What you can expect
As a Video AI Engineer, you’ll enhance video codecs, video generation, and real-time 3D reconstruction to improve video quality, immersion, and performance in Zoom products. You will work across our stack, developing software ranging from Web Server to business application layers for our distributed, cloud-hosted backend. Working alongside leading experts in the field, you’ll deliver happiness to our users and grow your knowledge base every day.
‍
About the Team
Our global team, including members in China and Singapore, focuses on improving video quality, generative video capabilities, and real-time 3D reconstruction in Zoom products. As a Video AI Engineer, you’ll work with experts to advance video rendering, 3D reconstruction, and AI-powered communications while growing your skills.
‍
Responsibilities
- Building and developing video and generative video processing applications on both desktop and mobile systems
- Participating in research and performance evaluation of video processing, video generation, and 3D reconstruction algorithms
- Designing and developing algorithms in Zoom’s video and 3D reconstruction processing pipelines at both module and system levels
- Implementing video, neural rendering, and 3D Gaussian Splatting algorithms with modular, well-organized, and production-ready code
- Optimizing video, generative, and 3D reconstruction algorithms to achieve real-time performance on corresponding platforms
- Customizing, integrating, and shipping deep learning models—including video generative models and 3D neural rendering models—across Mac, Windows, iOS, and Android
- Setting up test environments, developing test tools, and designing unit tests for runtime verification of video and 3D pipeline components
‍
‍
What we’re looking for
- Hold either a PhD or Master in Electrical Engineering, Computer Science, Applied Mathematics, or related fields
- Have experience with C/C++ or Objective-C, and Python, talking avatar/head/portrait(with released projects and top conference papers)

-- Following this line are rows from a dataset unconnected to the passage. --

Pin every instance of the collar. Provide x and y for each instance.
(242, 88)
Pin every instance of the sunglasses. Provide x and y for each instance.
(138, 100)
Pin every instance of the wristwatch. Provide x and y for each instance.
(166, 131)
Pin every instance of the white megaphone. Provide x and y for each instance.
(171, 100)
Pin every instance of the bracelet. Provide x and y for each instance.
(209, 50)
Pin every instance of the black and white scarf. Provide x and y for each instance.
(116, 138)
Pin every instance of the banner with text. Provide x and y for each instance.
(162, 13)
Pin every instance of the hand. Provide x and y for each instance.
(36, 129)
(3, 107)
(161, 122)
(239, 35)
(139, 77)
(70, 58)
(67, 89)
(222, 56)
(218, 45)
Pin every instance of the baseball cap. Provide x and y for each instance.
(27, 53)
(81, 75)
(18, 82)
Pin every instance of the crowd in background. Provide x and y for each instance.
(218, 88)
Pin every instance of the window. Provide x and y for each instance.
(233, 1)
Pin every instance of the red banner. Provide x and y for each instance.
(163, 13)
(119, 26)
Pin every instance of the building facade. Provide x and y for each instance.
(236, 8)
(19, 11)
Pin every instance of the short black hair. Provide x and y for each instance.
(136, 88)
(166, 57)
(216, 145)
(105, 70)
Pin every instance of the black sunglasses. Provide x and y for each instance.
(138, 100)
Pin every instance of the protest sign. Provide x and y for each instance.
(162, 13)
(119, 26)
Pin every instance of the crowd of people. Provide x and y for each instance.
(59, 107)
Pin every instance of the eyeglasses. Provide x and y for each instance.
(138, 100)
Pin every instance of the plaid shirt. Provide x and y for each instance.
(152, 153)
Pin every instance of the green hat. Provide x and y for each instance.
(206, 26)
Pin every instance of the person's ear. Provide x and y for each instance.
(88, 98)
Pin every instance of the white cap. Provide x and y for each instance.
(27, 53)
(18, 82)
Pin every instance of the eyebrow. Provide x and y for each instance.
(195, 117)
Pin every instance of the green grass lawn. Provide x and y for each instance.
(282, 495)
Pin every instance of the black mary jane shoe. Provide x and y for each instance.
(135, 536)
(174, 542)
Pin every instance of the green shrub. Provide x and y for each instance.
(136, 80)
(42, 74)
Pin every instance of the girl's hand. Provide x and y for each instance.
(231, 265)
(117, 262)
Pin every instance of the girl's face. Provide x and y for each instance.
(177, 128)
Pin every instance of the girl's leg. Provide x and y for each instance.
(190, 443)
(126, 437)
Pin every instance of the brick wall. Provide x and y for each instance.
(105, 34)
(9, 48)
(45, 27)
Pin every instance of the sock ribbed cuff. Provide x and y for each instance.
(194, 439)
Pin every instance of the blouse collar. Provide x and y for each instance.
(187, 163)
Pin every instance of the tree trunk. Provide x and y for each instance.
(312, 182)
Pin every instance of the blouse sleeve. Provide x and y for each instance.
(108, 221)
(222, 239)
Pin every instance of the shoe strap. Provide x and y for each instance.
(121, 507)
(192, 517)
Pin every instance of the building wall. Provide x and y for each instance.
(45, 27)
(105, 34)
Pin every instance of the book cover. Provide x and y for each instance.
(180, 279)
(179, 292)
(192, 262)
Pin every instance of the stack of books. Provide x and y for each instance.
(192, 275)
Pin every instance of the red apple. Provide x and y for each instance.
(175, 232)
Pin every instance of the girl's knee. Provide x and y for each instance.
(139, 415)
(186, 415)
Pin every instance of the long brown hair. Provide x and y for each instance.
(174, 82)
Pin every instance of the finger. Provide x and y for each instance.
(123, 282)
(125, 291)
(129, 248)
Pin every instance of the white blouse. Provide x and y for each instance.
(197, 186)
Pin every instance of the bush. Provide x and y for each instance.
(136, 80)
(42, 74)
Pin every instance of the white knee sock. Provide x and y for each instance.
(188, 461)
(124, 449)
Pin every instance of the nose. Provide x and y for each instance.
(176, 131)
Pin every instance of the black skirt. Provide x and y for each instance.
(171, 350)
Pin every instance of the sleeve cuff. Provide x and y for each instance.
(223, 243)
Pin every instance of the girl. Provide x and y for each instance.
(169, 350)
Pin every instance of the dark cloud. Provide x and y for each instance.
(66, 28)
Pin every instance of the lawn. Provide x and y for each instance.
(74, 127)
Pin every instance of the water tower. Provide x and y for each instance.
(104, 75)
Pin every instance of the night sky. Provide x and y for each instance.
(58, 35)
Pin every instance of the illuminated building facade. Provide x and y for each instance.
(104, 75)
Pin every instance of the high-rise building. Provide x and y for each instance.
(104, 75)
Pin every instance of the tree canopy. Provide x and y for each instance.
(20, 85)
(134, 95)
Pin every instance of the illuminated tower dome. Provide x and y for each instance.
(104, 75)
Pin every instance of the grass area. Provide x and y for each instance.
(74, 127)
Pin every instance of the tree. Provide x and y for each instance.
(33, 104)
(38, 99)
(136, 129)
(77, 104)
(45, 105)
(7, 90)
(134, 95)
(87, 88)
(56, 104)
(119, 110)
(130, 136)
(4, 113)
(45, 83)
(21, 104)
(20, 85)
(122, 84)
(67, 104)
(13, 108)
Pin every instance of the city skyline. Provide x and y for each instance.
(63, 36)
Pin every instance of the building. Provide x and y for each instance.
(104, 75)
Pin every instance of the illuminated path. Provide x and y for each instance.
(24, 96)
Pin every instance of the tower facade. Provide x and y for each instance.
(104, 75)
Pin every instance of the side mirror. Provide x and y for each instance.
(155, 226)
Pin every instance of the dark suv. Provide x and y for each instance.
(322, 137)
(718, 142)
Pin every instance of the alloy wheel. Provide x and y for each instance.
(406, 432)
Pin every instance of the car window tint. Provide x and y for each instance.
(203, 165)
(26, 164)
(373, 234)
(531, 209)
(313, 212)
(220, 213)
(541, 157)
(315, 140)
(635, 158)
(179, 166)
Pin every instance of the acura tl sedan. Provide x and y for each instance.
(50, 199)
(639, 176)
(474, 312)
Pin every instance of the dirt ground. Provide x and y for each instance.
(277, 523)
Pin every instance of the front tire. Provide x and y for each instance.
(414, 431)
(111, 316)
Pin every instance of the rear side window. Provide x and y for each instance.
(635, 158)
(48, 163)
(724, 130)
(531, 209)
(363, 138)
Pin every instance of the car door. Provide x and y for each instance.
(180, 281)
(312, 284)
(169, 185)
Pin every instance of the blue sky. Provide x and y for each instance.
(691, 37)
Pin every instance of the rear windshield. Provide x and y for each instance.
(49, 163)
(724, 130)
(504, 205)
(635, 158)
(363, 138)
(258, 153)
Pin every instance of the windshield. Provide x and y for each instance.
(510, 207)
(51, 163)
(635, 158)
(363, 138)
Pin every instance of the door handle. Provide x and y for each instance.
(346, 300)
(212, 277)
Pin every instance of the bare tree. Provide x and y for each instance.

- Have hands-on experience with video generation or video diffusion models, neural rendering techniques (e.g., NeRF, 3D Gaussian Splatting), and 3D reconstruction systems.
- Have hands-on experience with machine learning techniques such as generative models, diffusion models, discriminative models, or transfer learning.
- Have excellent communication, oral, written, and interpersonal(in both Mandarin and English), analytical and troubleshooting skills.
- Have familiarity with multi-threaded programming and communication mechanisms
- Have understanding of multimedia stream data processing flows, ideally including 3D scene or point cloud pipelines
- Must be fluent in Mandarin
‍